IN THE APPELLATE COURT OF ILLINOIS FOURTH DISTRICT
December 14, 2012
THE PEOPLE OF THE STATE OF ILLINOIS,
Appeal from Circuit Court of Coles County No. 08CF183 Honorable James R. Glenn, Judge Presiding.
The opinion of the court was delivered by: Justice Pope
4th District Appellate Court, IL
JUSTICE POPE delivered the judgment of the court, with opinion.
Presiding Justice Steigmann and Justice Turner concurred in the judgment and opinion.

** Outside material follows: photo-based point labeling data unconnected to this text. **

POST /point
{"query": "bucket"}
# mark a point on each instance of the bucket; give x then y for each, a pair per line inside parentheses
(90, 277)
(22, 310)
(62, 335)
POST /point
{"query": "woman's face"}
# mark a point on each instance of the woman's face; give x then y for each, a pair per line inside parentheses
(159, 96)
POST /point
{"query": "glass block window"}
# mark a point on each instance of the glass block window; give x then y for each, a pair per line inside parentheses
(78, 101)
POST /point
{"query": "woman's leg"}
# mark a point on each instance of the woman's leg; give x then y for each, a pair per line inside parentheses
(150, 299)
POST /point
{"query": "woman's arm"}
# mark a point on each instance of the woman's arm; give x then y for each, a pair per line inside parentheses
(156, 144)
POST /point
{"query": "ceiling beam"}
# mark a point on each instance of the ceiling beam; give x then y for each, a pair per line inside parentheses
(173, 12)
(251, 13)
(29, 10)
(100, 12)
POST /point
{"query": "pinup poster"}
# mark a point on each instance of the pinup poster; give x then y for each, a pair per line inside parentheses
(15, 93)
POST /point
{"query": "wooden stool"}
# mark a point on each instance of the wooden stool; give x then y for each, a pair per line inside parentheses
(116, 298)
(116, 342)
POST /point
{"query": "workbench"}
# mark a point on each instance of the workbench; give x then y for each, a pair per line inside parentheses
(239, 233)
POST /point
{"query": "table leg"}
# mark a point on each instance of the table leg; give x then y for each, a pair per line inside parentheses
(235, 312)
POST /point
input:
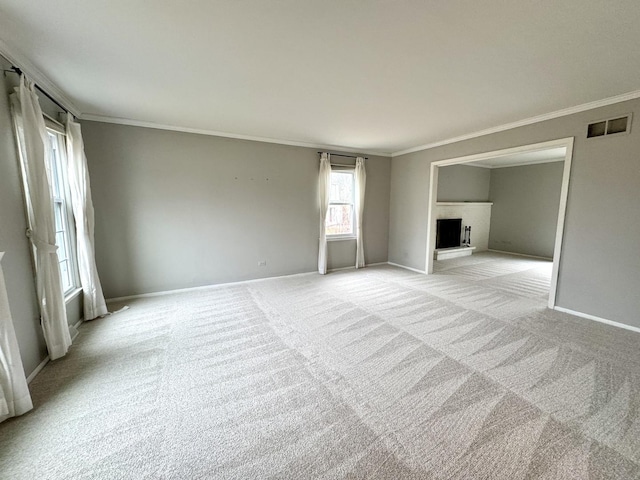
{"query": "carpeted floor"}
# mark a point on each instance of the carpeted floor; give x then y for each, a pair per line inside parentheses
(379, 373)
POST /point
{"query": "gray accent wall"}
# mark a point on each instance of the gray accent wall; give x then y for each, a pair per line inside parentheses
(600, 268)
(525, 208)
(178, 210)
(463, 183)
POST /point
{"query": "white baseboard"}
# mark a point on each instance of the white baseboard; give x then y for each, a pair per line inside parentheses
(597, 319)
(407, 268)
(339, 269)
(201, 287)
(352, 267)
(38, 369)
(226, 284)
(519, 254)
(46, 360)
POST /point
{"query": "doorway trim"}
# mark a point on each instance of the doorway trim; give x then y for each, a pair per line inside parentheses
(564, 191)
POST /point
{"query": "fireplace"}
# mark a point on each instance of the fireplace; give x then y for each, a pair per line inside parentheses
(448, 232)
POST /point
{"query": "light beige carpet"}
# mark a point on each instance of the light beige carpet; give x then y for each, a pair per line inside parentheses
(379, 373)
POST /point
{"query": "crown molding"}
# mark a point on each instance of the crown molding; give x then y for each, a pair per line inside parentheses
(527, 121)
(14, 56)
(215, 133)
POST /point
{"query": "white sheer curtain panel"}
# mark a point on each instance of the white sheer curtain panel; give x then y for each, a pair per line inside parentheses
(361, 181)
(324, 185)
(94, 303)
(34, 151)
(14, 393)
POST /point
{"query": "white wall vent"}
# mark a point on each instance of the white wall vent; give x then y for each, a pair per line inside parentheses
(611, 126)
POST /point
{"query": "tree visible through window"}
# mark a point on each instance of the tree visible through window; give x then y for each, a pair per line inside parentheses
(341, 213)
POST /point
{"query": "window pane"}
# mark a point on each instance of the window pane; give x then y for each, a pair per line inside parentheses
(62, 246)
(341, 187)
(340, 220)
(57, 208)
(55, 165)
(65, 276)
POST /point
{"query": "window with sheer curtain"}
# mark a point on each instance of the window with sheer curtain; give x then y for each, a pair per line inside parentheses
(340, 220)
(62, 211)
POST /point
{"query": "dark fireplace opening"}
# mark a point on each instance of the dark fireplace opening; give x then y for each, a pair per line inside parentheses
(448, 232)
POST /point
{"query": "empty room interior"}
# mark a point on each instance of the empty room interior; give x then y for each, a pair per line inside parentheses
(304, 239)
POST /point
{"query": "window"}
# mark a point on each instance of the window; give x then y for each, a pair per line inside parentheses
(61, 209)
(341, 215)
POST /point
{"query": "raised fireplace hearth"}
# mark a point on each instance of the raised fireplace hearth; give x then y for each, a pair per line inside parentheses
(448, 232)
(449, 239)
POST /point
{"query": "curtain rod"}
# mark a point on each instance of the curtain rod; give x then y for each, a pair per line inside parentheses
(346, 156)
(18, 71)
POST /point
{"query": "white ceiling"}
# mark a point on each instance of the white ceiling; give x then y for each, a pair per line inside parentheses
(373, 76)
(527, 158)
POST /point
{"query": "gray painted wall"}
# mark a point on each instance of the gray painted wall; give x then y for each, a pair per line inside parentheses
(177, 210)
(600, 268)
(17, 264)
(460, 183)
(525, 208)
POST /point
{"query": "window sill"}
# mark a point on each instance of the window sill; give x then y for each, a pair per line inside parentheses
(337, 238)
(72, 294)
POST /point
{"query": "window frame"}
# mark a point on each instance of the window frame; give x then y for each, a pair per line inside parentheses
(344, 236)
(67, 219)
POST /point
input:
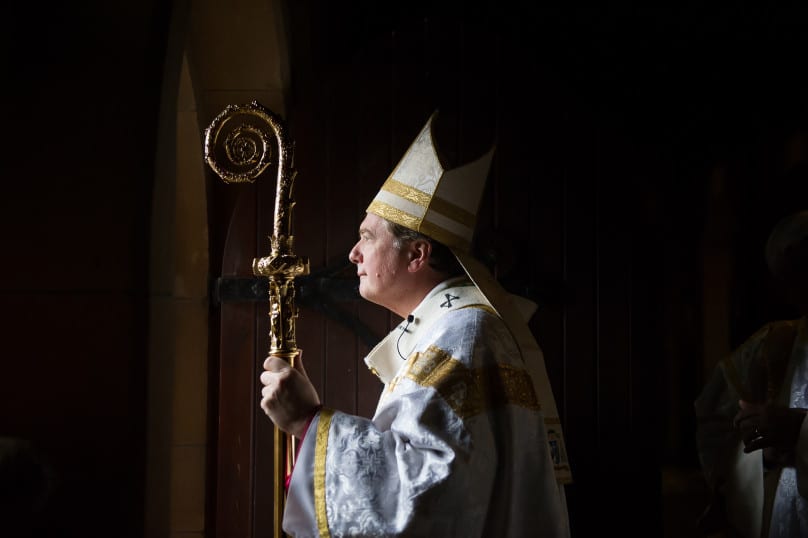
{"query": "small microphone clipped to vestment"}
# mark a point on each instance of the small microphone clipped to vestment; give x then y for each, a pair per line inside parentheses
(410, 319)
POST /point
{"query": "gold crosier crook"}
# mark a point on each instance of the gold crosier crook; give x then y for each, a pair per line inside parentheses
(238, 138)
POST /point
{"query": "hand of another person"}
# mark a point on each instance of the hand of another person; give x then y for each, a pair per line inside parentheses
(764, 426)
(288, 397)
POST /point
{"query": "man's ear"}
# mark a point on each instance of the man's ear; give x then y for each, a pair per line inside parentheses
(419, 253)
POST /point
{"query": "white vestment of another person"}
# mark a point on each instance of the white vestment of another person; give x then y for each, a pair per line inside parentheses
(757, 495)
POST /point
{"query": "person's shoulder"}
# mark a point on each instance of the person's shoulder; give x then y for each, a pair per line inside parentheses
(778, 329)
(480, 313)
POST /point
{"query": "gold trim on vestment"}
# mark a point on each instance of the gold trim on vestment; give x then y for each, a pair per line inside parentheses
(402, 190)
(320, 450)
(429, 201)
(471, 392)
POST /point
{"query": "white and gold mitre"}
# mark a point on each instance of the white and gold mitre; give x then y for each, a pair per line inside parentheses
(423, 196)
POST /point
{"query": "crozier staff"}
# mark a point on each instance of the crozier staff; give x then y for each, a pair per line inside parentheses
(459, 444)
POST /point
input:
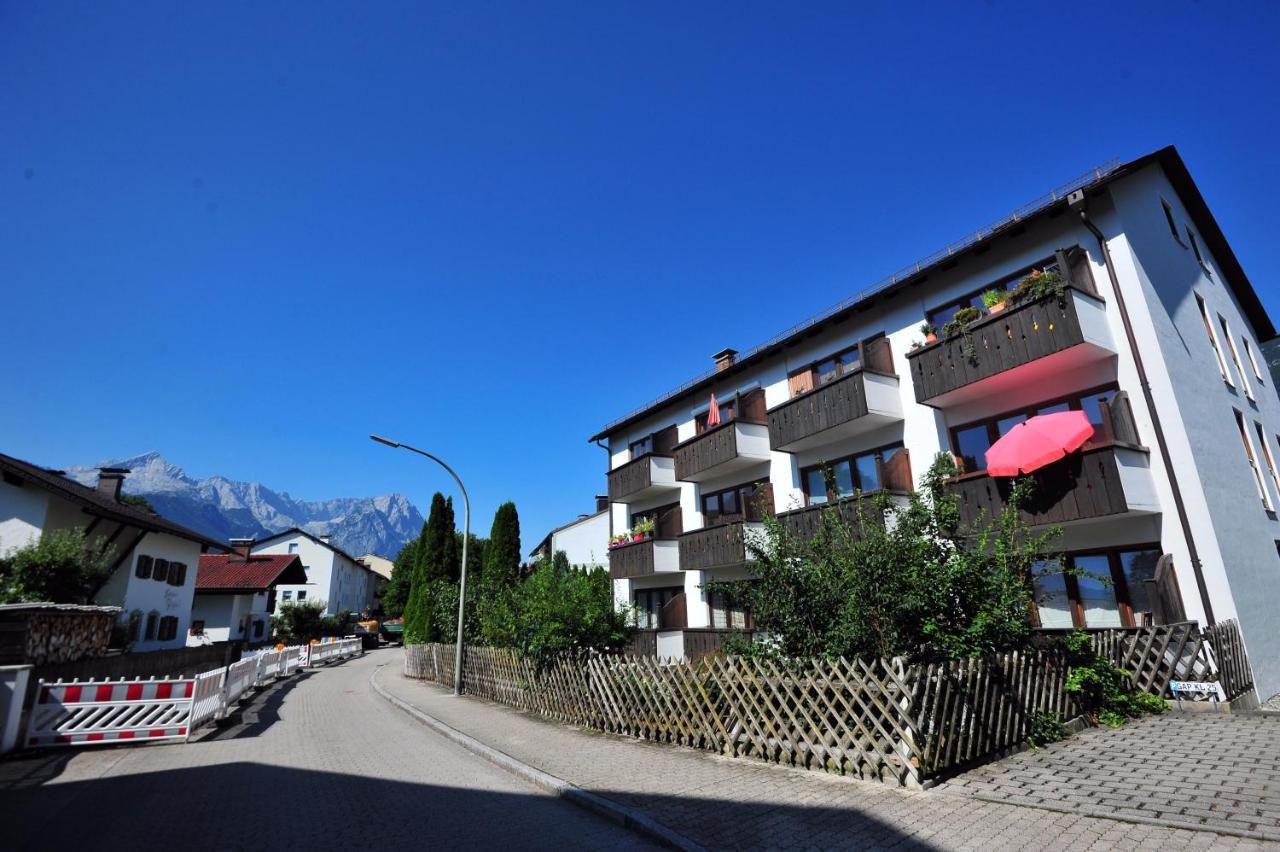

¶ 1 Defendant, Macario Pena-Romero, appeals from the denial of his motion to withdraw his guilty plea. Defendant argues (1) he was denied effective assistance of guilty-plea counsel, (2) he was denied effective assistance of postplea counsel, (3) the circuit clerk lacked authority to assess the $5 anticrime fee, (4) he is entitled to credit against the $4.75 drug-court assessment, and (5) the $25 violent crime victims assistance (VCVA) assessment should be reduced to $4. We affirm in part as modified, vacate in part, and remand with directions.
¶ 2 I. BACKGROUND
¶ 3 On May 6, 2008, the State charged defendant with two counts of armed violence (720 ILCS 5/33A-2(a) (West 2008)). The trial court appointed a public defender to represent defendant.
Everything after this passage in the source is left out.